If you need more of a description than that, I worry about you.
Every bit as canned, obvious and insipid as you'd have every reason to logically expect, Stacked is even worse than awful -- because it actually houses a few small assets, all of which are squandered in the name of obvious tit jokes and really awful writing. Wedged helplessly into the amateurish folds of Stacked and its monumentally conventional trappings are a few really funny people: As a clueless professor, Christopher Lloyd is as weirdly amusing as ever; newcomer Brian Scolaro offers a blustery delivery style that'd work a whole lot better were the Barney Rubble-esque actor given some quality material; and the lovably chunky Marissa Winokur, who comes off like the long-lost sister of the late, great Wendie Jo Sperber -- and delivers almost all of the laughs that Stacked has to offer.

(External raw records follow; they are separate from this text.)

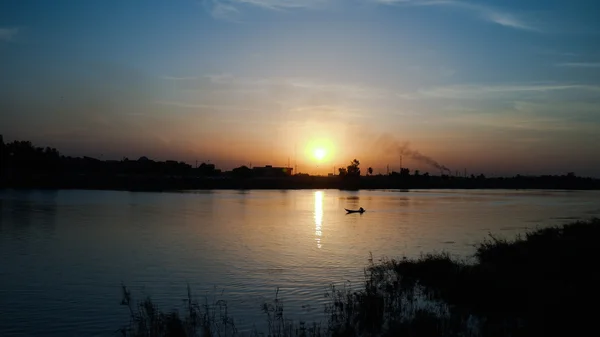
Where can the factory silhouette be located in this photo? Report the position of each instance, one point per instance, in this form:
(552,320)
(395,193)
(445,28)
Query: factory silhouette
(22,165)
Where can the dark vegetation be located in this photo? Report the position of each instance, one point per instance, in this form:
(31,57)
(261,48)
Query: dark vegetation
(542,284)
(22,165)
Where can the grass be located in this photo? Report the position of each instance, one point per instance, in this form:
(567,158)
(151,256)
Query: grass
(544,283)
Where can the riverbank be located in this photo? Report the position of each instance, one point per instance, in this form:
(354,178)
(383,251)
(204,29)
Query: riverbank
(544,283)
(173,183)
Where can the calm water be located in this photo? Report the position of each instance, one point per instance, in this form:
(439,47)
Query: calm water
(64,254)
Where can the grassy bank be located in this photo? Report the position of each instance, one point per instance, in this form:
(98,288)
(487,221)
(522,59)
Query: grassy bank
(544,283)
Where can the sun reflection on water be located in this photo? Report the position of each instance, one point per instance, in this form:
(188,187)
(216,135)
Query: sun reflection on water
(318,217)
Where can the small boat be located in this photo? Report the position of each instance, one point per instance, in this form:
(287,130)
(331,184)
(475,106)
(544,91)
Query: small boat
(360,210)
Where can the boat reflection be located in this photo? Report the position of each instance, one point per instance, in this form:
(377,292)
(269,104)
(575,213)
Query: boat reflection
(318,217)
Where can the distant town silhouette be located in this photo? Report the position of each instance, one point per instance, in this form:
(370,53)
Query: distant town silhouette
(23,165)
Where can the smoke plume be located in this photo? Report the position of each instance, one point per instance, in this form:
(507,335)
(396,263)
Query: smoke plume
(389,144)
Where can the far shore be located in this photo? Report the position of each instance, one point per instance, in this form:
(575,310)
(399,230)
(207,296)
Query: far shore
(174,183)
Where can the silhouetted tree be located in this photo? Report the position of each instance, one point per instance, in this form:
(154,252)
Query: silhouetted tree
(353,169)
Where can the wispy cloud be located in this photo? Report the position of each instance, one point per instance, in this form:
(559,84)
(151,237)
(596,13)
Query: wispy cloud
(175,78)
(223,10)
(350,90)
(579,64)
(7,34)
(187,105)
(231,9)
(486,13)
(481,91)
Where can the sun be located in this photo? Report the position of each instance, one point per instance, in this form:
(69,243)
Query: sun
(320,153)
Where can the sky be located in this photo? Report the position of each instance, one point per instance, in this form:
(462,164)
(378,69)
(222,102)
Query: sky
(494,87)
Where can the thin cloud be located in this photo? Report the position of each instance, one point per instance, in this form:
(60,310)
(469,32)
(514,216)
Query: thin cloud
(483,12)
(222,10)
(579,64)
(230,9)
(475,91)
(174,78)
(7,34)
(187,105)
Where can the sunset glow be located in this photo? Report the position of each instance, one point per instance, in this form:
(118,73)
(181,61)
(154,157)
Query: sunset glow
(318,83)
(320,154)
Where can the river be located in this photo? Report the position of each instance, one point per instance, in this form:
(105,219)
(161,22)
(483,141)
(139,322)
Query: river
(64,254)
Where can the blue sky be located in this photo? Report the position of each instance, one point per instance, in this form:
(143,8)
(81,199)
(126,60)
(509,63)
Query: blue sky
(499,87)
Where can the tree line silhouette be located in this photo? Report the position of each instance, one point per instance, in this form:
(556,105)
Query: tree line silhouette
(23,165)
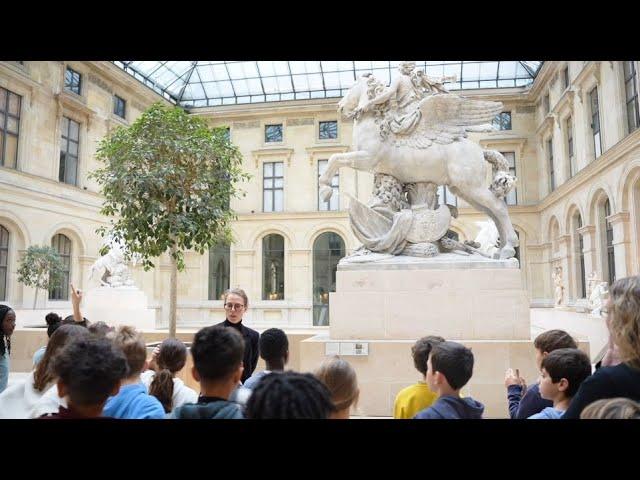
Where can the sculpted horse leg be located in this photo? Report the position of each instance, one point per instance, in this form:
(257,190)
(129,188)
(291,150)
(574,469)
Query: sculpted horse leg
(484,200)
(359,160)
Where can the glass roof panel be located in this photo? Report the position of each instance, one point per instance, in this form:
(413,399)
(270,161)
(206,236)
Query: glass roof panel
(210,83)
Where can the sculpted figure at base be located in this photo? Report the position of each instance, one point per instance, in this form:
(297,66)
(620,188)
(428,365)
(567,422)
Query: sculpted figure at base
(415,133)
(598,298)
(111,269)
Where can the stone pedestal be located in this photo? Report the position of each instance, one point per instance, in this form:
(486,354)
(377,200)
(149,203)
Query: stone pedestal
(118,306)
(478,302)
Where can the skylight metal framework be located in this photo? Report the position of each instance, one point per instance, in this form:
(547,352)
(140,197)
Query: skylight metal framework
(212,83)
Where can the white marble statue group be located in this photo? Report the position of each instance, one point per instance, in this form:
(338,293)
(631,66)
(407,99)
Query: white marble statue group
(111,269)
(412,136)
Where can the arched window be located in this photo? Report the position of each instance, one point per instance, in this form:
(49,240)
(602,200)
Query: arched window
(219,268)
(610,264)
(328,249)
(578,243)
(273,267)
(4,261)
(62,245)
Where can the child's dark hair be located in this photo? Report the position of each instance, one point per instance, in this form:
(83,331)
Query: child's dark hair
(53,322)
(274,345)
(217,352)
(100,329)
(570,363)
(4,310)
(129,340)
(289,395)
(171,359)
(454,361)
(91,369)
(63,335)
(554,339)
(421,350)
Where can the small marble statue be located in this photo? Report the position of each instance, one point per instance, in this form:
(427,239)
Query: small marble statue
(112,268)
(592,281)
(597,298)
(559,287)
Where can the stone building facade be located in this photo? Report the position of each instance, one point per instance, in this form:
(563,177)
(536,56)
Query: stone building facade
(572,137)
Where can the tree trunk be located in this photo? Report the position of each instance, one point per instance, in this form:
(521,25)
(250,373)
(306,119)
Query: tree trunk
(173,293)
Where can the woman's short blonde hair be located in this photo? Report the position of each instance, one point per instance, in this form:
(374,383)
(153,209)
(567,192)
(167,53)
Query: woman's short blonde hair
(625,318)
(612,408)
(239,292)
(340,378)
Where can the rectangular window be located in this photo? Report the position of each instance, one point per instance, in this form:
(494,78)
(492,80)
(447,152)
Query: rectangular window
(502,121)
(631,95)
(595,122)
(273,187)
(446,197)
(334,202)
(69,147)
(10,104)
(273,133)
(552,177)
(119,106)
(72,81)
(512,196)
(570,153)
(328,130)
(547,107)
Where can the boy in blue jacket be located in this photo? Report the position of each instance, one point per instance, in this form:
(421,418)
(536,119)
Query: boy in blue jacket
(449,368)
(133,401)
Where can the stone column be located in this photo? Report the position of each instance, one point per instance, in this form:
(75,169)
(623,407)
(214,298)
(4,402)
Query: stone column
(621,242)
(588,233)
(539,265)
(564,258)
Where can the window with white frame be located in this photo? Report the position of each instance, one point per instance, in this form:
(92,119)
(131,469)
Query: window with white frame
(9,127)
(72,81)
(62,245)
(4,262)
(273,187)
(595,122)
(552,176)
(334,202)
(631,95)
(119,106)
(273,133)
(512,196)
(565,77)
(69,148)
(570,148)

The star (of course) is Pamela Anderson, she of the self-deprecating sluttiness and outrageously fake knockers. And while it's great that Pammy has a really great sense of humor regarding her well-earned reputation, the simple truth is that her comedy skills exhibit more suck than her sex tape does.
Plot: Bimbo + Bookstore + Laugh Track = Stacked
Frankly I'm stunned the thing lasted a full twenty episodes, but while it'd be exceedingly easy to call the series a complete and total failure, the truth is that it's not: A few of the actors snare a few solid gags every second or third episode, the quality of which serve to remind the viewer that the Stacked writers do have some talent; they just don't seem to be trying very hard. Guest stars like Paget Brewster, Tony Hale, Nora Dunn, Carmen Electra and Jenny McCarthy are peppered throughout the season, none of whom can do a whole lot to alleviate the tedious 'obvious set-up / corny punch-line / raucous laugh track' approach.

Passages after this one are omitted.